ENRC, Glencore et les représentants de M. Gertler ont tous défendu le caractère honnête des transactions auxquelles ils ont participé au Congo. M. Gertler et Glencore ont par ailleurs contesté le fait que les sociétés de M. Gertler avaient acquis des actifs miniers pour des montants bien inférieurs à leurs valeurs commerciales. De même, le gouvernement congolais et la Gécamines ont défendu leur façon d’agir, le ministre congolais des Mines, Martin Kabwelulu, affirmant à Bloomberg lundi que le gouvernement avait publié toutes les informations requises.

On ignore si M. Gertler a des intérêts dans Straker, la société qui a acquis 25 pour cent de Comide. On sait toutefois que M. Gertler est partenaire dans le partenariat minier global, car Camrose – dont près de la moitié des actions sont détenues par M. Gertler – est actionnaire de Comide. Des documents de la compagnie provenant des Îles Vierges Britanniques montrent que Straker a été enregistrée par Trident Trust, qui a enregistré d’autres entreprises liées à M. Gertler.

ENRC est également partenaire dans la mine de Comide et à ce titre, elle devrait également jeter la lumière sur les transactions qui posent question au FMI et sur la propriété de son partenaire de joint-venture Straker.

Contact: Daniel Balint-Kurti – Responsable de campagne, République démocratique du Congo ; tél. 0207 492 5872 ; 07912 517 146.

Notes à l’intention des équipes de rédaction

1. Le porte-parole de M. Gertler a évoqué à Global Witness la possibilité de mener un audit conjoint sur les bénéficiaires de certains des intérêts liés à M. Gertler et à sa famille.
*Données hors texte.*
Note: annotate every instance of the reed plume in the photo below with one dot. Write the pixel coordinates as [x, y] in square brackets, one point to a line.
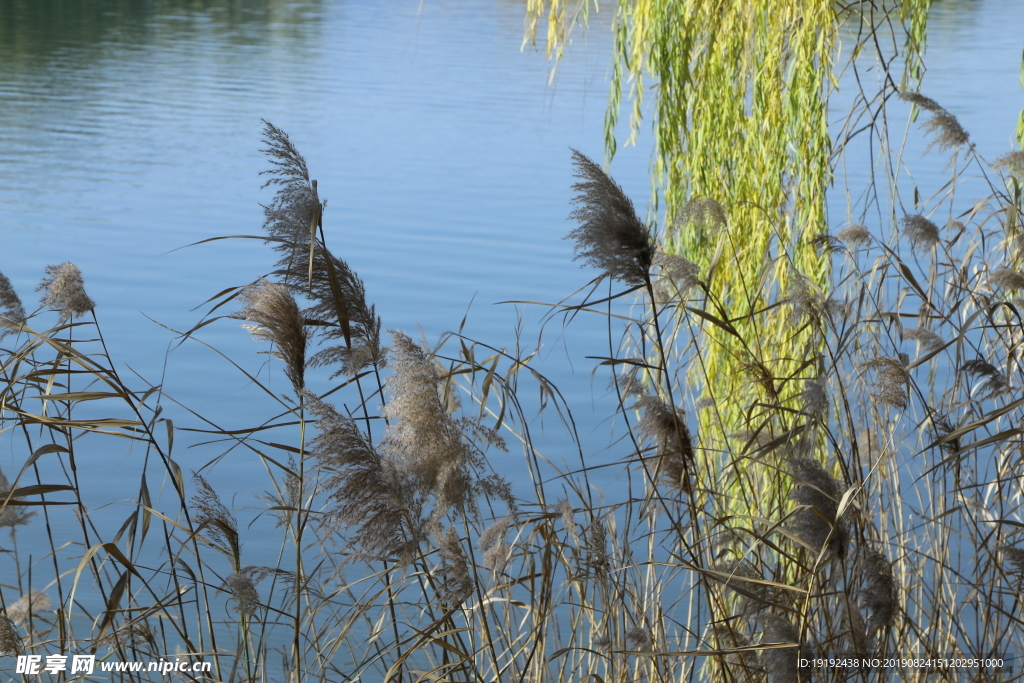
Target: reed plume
[494, 546]
[291, 218]
[993, 383]
[893, 380]
[855, 236]
[336, 291]
[371, 497]
[10, 639]
[278, 319]
[879, 594]
[65, 291]
[639, 638]
[220, 525]
[307, 266]
[818, 523]
[666, 426]
[435, 450]
[243, 590]
[921, 230]
[948, 131]
[610, 237]
[456, 584]
[701, 212]
[594, 560]
[1007, 279]
[928, 339]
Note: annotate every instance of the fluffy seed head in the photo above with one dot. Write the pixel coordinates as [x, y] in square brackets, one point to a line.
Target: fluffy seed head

Global Witness a déclaré à plusieurs reprises qu’elle serait heureuse de discuter de cette possibilité. La réponse la plus récente du porte-parole de M. Gertler à ce sujet remonte au 22 juin de cette année, date à laquelle il a signalé qu’il allait « en discuter plus à fond avec mon client ». Depuis lors, Global Witness n’a reçu aucune communication à ce sujet des représentants de M. Gertler.

2. Les documents d’enregistrement de Straker International Corp. aux Îles Vierges Britanniques peuvent être consultés ici. Des autres documents d’enregistrement des Îles Vierges Britanniques montrent que  Trident Trust était également l’agent agréé de Rowny Assets Ltd et de Biko Invest Corp, deux sociétés liées à M. Gertler qui sont devenues partenaires de Glencore dans deux mines congolaises début 2011.

3. Le mémo du 9 mai adressé par Global Witness aux actionnaires de Glencore peut être consulté ici. Notre mémo du 12 juin adressé aux actionnaires d’ENRC peut être consulté ici.

4. Global Witness a envoyé un courriel à un porte-parole de M. Gertler le 4 décembre au soir, demandant si M. Gertler était le propriétaire de Straker International Corp., et dans le cas contraire, s’il avait un lien quelconque avec cette société. Nous actualiserons cette information si nous recevons une réponse.